When an elderly man dies and a retarded youth is charged with the murder, the resulting investigation reaches into the heart of their small English community and all the way to the highest levels of government.
Patricia Hall is the pen-name of journalist Maureen O'Connor. She was born and brought up in West Yorkshire, which is where she has chosen to set her acclaimed series of novels featuring reporter Laura Ackroyd and DCI Michael Thackeray. She is married, with two grown-up sons, and now lives in Oxford.
One of the quoted reviews notes this was an “auspicious” debut, and I will go along with that. The book starts well, with a nice tension between the expected cozy setting, and a “corrupt town” plot line that comes from USA pulp fiction, with a liberal dollop of U.K. class consciousness. The boy hero is a cop on the fast track to promotion, who comes from the laboring classes and so is in constant friction with his snooty status conscious wife who comes from money. The girl hero is a conscientious social worker who loves our hero with a very British suppressed passion, and who just knows that the mentally challenged lad our hero just arrested for murder didn't do it.
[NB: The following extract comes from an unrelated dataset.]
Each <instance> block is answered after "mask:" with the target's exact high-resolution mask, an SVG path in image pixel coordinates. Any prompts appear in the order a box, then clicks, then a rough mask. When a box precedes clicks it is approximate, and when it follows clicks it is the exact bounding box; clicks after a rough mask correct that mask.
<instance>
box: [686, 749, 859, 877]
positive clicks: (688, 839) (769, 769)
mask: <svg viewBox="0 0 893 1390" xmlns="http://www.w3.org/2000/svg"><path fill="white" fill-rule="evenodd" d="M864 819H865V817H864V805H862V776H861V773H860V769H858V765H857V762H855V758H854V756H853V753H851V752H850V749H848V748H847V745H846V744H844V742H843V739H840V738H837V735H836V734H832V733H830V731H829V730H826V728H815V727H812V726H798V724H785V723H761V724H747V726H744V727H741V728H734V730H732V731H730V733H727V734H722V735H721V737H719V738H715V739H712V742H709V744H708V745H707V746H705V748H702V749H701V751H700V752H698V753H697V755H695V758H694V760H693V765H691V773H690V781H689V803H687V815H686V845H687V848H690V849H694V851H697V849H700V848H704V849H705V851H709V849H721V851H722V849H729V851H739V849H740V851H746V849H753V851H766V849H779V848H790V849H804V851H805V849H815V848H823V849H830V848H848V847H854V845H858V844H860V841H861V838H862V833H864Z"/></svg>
The town, a Yorkshire industrial center in decline, seems quiet, but both social conflict and an environmental catastrophe boils underneath.
However, every thriller must have a plot, and when this one kicks into full gear in the second half of the novel, it becomes a rather overcooked evil corporation affair, and the interesting background fades away as the killings, attempted killings, hero-framing, and hero private life problems take over the narrative. The result is good for the beach or the rapid transit, and suggestive of better things to come. But the better things are mostly excluded from these pages.